10. L'inaccessibilita' ai farmaci da parte del pubblico e del

personale non addetto prevista dal comma 2 dell'articolo 32 del

decreto-legge 6 dicembre 2011, n. 201, convertito, con modificazioni,

dalla legge 22 dicembre 2011, n. 214, deve intendersi riferita

unicamente ai medicinali di cui all'articolo 8, comma 10, lettera c)

della legge 24 dicembre 1993, n. 537, che potranno essere venduti

senza ricetta negli esercizi commerciali di cui all'articolo 8, comma

1, del decreto-legge 4 luglio 2006, n. 223, convertito, con

modificazioni, dalla legge 4 agosto 2006, n. 248, a conclusione della

procedura amministrativa prevista dallo stesso articolo 32.

11. E' istituito, presso l'Ente nazionale di previdenza e

assistenza dei farmacisti (ENPAF), un fondo di solidarieta' nazionale

per l'assistenza farmaceutica nei comuni con meno di mille abitanti.
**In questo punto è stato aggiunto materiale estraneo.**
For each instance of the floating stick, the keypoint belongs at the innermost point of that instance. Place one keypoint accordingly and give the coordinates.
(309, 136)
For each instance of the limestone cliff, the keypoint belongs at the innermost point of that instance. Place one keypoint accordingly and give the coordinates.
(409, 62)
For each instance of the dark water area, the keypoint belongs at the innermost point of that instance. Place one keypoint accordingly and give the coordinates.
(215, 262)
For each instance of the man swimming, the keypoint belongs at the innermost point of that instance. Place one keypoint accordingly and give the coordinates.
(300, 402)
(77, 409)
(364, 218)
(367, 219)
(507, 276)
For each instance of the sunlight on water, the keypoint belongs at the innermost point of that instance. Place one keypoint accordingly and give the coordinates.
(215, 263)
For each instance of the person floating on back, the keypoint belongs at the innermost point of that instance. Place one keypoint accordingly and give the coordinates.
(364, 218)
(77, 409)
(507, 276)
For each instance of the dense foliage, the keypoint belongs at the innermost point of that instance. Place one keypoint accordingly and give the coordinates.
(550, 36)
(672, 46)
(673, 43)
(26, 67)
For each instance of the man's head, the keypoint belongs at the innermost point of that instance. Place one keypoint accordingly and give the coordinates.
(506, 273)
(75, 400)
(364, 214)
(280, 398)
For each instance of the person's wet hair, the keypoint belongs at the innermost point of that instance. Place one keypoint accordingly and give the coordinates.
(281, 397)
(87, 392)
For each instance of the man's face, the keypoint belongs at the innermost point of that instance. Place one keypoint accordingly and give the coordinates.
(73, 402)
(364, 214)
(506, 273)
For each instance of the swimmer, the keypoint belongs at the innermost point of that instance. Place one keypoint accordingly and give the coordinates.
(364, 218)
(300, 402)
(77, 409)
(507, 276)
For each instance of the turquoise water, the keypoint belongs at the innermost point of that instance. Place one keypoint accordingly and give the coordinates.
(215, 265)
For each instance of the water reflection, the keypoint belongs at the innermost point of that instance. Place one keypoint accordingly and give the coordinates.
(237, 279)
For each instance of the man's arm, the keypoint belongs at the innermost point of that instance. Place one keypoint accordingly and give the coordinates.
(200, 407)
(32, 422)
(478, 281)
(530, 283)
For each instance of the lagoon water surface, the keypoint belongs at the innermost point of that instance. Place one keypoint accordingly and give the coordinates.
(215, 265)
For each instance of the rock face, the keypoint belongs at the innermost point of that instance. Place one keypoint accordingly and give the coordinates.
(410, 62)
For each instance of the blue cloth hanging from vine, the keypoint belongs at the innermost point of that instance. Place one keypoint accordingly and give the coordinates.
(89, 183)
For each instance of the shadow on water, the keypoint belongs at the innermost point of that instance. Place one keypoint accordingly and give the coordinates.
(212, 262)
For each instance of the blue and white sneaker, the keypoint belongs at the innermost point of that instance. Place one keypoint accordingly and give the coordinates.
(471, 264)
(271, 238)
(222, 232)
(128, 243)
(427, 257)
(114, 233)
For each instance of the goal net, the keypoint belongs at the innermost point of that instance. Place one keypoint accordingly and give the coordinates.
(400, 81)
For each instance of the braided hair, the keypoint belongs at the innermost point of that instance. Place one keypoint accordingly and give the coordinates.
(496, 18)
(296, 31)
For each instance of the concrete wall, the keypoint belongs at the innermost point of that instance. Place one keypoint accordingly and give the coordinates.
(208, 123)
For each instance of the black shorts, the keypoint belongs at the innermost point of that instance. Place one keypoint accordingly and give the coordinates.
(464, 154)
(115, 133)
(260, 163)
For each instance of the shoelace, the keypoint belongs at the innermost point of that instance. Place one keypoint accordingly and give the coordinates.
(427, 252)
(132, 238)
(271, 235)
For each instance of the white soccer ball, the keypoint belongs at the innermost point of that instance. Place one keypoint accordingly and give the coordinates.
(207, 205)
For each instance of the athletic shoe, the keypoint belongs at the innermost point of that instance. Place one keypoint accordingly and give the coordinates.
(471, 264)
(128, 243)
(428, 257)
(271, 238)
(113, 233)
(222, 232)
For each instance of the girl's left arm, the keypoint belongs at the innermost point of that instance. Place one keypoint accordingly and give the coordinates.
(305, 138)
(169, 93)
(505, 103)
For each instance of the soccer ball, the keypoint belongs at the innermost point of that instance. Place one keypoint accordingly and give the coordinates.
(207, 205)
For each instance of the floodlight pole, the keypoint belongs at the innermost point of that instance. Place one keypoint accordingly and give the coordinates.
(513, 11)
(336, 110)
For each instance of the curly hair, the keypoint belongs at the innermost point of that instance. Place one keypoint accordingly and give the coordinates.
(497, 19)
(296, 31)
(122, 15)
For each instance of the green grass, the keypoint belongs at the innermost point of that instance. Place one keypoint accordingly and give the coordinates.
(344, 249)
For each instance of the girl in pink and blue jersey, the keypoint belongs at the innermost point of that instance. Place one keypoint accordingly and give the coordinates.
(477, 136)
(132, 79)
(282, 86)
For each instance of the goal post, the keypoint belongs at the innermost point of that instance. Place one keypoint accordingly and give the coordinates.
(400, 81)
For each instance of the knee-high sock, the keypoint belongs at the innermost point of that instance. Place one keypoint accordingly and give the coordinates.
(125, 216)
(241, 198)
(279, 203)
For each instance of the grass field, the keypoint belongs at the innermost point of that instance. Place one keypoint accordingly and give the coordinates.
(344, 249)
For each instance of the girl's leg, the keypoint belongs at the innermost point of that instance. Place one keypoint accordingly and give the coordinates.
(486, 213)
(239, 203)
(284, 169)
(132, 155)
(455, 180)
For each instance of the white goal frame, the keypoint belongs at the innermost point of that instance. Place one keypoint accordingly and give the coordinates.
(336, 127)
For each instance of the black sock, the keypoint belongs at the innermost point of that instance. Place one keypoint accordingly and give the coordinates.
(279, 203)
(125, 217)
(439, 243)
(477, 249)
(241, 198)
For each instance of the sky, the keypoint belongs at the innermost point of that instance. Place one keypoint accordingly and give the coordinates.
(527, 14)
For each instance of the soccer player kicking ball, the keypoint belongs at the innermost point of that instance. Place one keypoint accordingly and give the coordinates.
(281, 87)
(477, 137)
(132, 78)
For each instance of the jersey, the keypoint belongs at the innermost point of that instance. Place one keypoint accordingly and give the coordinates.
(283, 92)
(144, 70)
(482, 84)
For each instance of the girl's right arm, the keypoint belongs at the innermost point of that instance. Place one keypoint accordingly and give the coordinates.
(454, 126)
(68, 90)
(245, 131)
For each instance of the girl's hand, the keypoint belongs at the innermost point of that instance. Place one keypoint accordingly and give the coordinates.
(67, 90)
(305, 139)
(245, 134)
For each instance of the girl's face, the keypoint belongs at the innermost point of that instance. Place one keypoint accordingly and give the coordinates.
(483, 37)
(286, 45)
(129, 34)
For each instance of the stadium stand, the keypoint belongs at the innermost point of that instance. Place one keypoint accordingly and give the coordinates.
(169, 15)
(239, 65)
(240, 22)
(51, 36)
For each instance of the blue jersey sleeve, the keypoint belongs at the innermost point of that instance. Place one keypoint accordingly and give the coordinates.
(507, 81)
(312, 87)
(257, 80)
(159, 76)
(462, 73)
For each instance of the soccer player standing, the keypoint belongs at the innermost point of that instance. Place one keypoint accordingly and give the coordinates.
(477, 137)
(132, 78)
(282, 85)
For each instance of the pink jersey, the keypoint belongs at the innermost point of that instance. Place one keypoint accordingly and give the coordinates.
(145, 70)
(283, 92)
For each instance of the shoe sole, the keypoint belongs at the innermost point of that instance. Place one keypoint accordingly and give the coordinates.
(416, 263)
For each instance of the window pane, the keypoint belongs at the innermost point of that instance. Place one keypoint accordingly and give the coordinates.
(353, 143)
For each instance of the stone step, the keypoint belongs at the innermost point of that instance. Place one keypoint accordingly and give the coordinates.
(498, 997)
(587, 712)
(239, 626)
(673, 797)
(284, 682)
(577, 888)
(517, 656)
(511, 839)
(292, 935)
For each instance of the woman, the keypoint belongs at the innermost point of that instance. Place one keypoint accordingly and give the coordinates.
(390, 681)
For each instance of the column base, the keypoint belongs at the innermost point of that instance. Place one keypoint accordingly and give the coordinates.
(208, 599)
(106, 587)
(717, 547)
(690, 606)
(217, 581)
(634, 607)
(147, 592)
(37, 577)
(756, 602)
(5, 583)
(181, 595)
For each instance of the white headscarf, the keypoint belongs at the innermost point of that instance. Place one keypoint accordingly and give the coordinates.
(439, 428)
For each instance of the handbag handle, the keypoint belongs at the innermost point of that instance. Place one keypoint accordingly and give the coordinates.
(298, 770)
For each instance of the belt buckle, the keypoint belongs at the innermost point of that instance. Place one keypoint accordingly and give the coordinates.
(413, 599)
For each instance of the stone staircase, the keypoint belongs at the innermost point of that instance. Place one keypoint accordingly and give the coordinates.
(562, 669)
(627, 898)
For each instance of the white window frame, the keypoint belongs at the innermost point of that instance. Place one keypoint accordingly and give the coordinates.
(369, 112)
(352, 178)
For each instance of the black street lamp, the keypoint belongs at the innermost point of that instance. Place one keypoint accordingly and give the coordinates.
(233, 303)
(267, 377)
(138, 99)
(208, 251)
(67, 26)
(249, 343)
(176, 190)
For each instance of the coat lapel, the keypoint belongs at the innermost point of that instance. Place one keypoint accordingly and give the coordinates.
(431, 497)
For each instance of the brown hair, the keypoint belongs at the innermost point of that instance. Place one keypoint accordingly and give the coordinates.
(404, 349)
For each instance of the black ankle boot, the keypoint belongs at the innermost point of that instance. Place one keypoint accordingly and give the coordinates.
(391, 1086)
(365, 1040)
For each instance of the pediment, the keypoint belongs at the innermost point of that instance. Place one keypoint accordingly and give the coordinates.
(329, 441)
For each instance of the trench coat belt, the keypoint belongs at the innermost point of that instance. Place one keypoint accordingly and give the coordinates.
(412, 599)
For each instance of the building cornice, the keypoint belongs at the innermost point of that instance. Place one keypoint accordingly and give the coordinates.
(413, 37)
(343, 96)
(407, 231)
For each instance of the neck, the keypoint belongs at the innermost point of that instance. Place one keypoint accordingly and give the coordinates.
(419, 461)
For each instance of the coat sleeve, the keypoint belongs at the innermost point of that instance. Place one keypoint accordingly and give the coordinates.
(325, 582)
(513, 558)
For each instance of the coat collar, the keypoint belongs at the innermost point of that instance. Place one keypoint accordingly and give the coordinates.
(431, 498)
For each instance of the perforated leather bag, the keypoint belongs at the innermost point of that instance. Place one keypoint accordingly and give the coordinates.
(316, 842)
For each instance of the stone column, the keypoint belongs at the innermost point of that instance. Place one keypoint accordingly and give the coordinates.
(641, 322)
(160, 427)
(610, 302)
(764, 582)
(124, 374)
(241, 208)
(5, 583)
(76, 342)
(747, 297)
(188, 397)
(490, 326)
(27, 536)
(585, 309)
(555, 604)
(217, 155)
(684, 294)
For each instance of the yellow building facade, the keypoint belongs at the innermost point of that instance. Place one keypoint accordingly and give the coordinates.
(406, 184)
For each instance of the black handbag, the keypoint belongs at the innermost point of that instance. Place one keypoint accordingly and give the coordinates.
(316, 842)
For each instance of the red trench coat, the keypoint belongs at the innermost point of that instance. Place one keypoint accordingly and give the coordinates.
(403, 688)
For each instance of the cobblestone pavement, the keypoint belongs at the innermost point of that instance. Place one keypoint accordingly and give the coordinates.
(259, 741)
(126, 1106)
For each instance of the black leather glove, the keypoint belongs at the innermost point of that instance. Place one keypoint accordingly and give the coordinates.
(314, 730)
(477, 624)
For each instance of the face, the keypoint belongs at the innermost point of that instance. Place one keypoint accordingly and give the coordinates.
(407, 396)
Il fondo e' finanziato dalle farmacie urbane, attraverso il

versamento, a favore dell'ENPAF, di una quota percentuale del

fatturato dalla farmacia, determinata dall'ente in misura sufficiente

ad assicurare ai farmacisti titolari di farmacia nei centri abitati

con meno di mille abitanti il conseguimento di un reddito netto non

inferiore al centocinquanta per cento del reddito netto conseguibile,

in base al contratto collettivo nazionale, da un farmacista

collaboratore di primo livello con due anni di servizio. L'ENPAF

provvede a corrispondere all'avente diritto l'indennita' che consente

il raggiungimento del reddito netto previsto dal precedente periodo.

Le modalita' di attuazione delle disposizioni di cui al presente

comma sono stabilite con decreto del Ministro del lavoro e delle

politiche sociali, di concerto con il Ministro dell'economia e delle

finanze.

12. Con decreto del Ministro della salute, previa intesa con la

Conferenza permanente per i rapporti fra lo Stato, le regioni e le

province autonome di Trento e di Bolzano, sentita la Federazione

degli ordini dei farmacisti italiani, sono fissati i livelli di

fatturato delle farmacie aperte al pubblico il cui superamento

comporta, per i titolari delle farmacie stesse, l'obbligo di

avvalersi, ai fini del mantenimento della convenzione con il Servizio

sanitario nazionale, di uno o piu' farmacisti collaboratori.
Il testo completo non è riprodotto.